The world is a better-looking place than one week ago, and Federal Reserve Chair Janet Yellen whispered “Bang” today but did not shoot. Thus the great barometer, the 10-year U.S. Treasury note, rose a bit in yield, from 2.33 percent last week to 2.4 percent today, mortgages following.

At the end of each August the Kansas City Fed hosts a meeting of the world’s central bankers in Jackson Hole, together with economist and media hangers-on. In theory, a casual affair, so let your visual imagination run.

We used to think of Alan Greenspan sitting by the campfire in his three-piece pinstripes, leading the singing of sad cowboy songs with new lyrics about the need to wreck economies in order to save them. Yellen has a wonderful Brooklyn sense of humor. Consider her barely 5-foot frame in waders headed out into the Snake River.

Her speech this morning was a detailed rundown on a labor market that has “yet to fully recover.” The whispered bang was in this line: “But if progress in the labor market continues to be more rapid than anticipated by the Committee. …”

When she used the same phrase earlier this summer, we wondered if the word “continues” was intentional — that the labor market was already doing better than the Fed expected. Fed chairs very rarely misspeak; to see “continues” again we should assume it means just what it says, and the Fed is closer to a rate hike than many in the market assume.

U.S. economic data this week was just as positive as it was negative last week, especially housing data. Better, but not breakthrough. Poor data continued to come in from Europe, Japan and China.

However, the ISIS threat has crested, and Czar Vladimir is getting nowhere in Ukraine. There will be more market-moving events from both places, and rates will tend to fall on Fridays as money flows to safe bonds for protection over weekends.

The Fed wants very badly to get off zero. For the time being it wants even more badly not to abort this nonrecovery economy. As soon as Yellen can look the country in the eye and say the job market is as good as it can get with her help, then the federal funds rate will rise to 0.25 percent-0.50 percent. Everyone at the Fed and a lot of other places will get under their desks, cover their ears, and hope not to get hit by any of the big pieces after the explosion.

So it was in 1993. From 1989 to 1992 the Fed cut its overnight rate from 9.625 percent (gulp) to 3 percent, holding there all through 1993. Then by complete surprise (in the style of the old Fed and Greenspan) in February 1994 hiked to 3.25 percent. Bond and mortgage markets immediately blew up.

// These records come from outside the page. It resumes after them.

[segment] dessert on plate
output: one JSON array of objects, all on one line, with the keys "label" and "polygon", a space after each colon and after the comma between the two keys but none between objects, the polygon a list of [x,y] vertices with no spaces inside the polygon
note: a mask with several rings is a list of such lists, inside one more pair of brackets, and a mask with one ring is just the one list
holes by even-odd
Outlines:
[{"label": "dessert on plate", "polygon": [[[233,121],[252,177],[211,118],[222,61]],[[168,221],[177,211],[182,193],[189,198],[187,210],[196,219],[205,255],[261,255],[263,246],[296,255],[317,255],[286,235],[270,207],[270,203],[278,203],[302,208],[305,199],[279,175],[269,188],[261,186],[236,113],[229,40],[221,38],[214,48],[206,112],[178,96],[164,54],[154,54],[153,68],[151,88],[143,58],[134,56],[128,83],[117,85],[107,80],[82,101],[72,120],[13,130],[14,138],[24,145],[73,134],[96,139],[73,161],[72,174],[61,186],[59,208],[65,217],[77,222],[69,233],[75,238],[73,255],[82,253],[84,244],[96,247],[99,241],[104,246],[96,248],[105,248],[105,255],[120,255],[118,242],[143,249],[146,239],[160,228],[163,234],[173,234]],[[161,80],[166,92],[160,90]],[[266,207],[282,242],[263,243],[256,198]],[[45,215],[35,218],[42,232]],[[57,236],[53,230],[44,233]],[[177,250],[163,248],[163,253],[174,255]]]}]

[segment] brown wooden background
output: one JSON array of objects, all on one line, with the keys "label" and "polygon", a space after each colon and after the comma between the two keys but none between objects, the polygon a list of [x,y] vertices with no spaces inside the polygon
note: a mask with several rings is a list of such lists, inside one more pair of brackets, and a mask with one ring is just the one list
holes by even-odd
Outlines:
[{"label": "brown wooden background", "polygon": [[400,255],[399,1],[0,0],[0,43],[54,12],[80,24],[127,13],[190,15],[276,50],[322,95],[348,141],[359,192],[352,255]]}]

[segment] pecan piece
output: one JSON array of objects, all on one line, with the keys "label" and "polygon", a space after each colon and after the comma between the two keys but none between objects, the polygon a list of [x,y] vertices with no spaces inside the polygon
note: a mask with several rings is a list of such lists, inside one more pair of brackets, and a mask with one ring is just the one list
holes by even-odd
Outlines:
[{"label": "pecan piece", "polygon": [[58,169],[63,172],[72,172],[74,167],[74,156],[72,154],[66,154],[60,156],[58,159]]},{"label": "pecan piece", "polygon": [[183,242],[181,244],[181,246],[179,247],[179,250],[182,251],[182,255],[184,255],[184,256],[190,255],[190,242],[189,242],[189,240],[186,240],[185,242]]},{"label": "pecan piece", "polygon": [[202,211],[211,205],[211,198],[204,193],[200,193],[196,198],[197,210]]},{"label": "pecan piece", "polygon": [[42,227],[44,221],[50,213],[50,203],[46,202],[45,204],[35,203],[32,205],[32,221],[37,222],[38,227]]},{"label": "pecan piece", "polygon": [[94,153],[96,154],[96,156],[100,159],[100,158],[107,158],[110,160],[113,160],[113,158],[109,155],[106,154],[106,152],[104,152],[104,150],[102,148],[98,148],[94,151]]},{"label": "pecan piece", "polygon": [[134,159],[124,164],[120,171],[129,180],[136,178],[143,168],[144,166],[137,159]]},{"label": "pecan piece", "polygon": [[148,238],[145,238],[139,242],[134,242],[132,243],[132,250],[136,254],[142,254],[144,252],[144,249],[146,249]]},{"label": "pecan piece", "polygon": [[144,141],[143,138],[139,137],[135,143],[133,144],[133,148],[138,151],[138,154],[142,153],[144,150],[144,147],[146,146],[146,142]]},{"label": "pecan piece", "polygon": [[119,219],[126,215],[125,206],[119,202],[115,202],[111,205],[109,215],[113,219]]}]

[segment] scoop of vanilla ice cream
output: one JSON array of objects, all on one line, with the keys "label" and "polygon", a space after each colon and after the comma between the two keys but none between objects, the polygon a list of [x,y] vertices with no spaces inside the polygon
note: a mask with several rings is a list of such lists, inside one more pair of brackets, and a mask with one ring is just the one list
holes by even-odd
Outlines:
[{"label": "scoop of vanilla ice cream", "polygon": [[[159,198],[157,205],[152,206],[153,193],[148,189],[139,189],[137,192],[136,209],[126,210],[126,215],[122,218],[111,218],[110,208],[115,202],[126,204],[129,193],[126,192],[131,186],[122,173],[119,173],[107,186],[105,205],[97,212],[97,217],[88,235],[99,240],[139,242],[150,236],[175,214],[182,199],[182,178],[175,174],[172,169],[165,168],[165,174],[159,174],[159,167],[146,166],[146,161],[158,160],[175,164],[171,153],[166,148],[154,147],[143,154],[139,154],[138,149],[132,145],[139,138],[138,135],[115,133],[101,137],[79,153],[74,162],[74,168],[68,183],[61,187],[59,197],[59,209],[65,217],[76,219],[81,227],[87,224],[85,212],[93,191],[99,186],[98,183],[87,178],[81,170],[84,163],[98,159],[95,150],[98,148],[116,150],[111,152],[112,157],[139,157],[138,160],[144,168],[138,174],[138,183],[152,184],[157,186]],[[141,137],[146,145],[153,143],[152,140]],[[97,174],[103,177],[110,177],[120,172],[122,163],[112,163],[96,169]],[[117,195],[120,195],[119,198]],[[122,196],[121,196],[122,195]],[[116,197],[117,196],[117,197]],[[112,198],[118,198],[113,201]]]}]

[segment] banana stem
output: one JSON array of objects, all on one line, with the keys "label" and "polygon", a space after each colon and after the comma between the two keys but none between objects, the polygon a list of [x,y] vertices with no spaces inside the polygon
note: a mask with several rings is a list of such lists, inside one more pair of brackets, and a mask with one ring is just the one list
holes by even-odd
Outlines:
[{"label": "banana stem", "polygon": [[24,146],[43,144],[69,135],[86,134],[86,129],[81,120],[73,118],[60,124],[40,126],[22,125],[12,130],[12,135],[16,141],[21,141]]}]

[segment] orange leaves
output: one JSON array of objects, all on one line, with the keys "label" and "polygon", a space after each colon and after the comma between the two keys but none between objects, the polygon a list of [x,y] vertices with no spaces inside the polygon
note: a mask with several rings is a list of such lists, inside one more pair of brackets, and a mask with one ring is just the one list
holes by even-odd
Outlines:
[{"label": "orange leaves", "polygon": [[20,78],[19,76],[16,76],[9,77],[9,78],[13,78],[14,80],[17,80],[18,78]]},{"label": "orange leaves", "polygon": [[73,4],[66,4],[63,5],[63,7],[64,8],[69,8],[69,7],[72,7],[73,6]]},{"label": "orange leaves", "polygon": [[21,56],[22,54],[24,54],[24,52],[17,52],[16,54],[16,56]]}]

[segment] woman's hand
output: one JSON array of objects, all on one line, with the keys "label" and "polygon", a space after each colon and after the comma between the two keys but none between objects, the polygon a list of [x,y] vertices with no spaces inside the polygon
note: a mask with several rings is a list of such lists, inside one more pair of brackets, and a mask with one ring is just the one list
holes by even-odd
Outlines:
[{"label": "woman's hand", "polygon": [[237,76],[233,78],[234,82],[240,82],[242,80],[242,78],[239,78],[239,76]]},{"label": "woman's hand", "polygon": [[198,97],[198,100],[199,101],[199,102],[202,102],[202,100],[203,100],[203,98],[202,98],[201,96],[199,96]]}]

Part of the detonation was the market’s understanding that the Fed would go much further — the consumer price index was still above 4 percent, and previous recession damage was repaired. The Fed did not stop its hikes until early 1995 at 6 percent (double-gulp), and nearly caused another recession.

Different times then, very much so, but the mechanism then was the same as now: Credit markets quickly become accustomed to low costs of short-term money, and the Fed has this time been at zero for almost six years. Nobody knows or can know the extent of unwise risks taken in markets. The most important single source of gas for the late bubble was Greenspan’s belief that markets would work in their own interests.

Meanwhile, markets were manufacturing vast quantities of securitized IOUs that could not possibly perform. Greenspan’s belief may have been the worst single thought in the history of central banking. He did not understand the single, dominant counterthought at every trading desk on Wall Street: “I’ll get out first.”

As plain as it is that the Fed will soon attempt “liftoff” (the Fed’s in-house term), you and the Fed can be absolutely certain that surprisingly large and invisible trading positions today exist on faith in “I’ll get out first.”

However, today — unlike 1994 — there is no latent inflation pressure anywhere in the world; deflation remains the threat; much of the global economy is damaged and not healing; and the Fed will not have far to go with rate hikes. Just enough to scare the pants off the overconfident, and maybe not hurting mortgage rates.

10-year_t_week_Barnes_8_22_2014

The 10-year T-note, this last week, above. The world did not fall apart over last weekend, rates up on Monday; then up some more on good housing news on Wednesday; Yellen’s speech a non-event this morning; sliding lower now because another scary weekend ahead.

10_yr_t_6mos_Barnes_8_22_2014

The gorgeous six-month decline (above) is contingent on a continuing flow of lousy news. One flicker of rising wages and it will end. Three flickers … end badly.

fed_future_barnes_8_22_14

Fed funds forecast at its last meeting (above). That we see 1 percent by the end of 2015 is a fair bet. To be north of 2 percent by the end of 2016 will require a very different economy. To normalize near a historical 4 percent (below) will require a different world.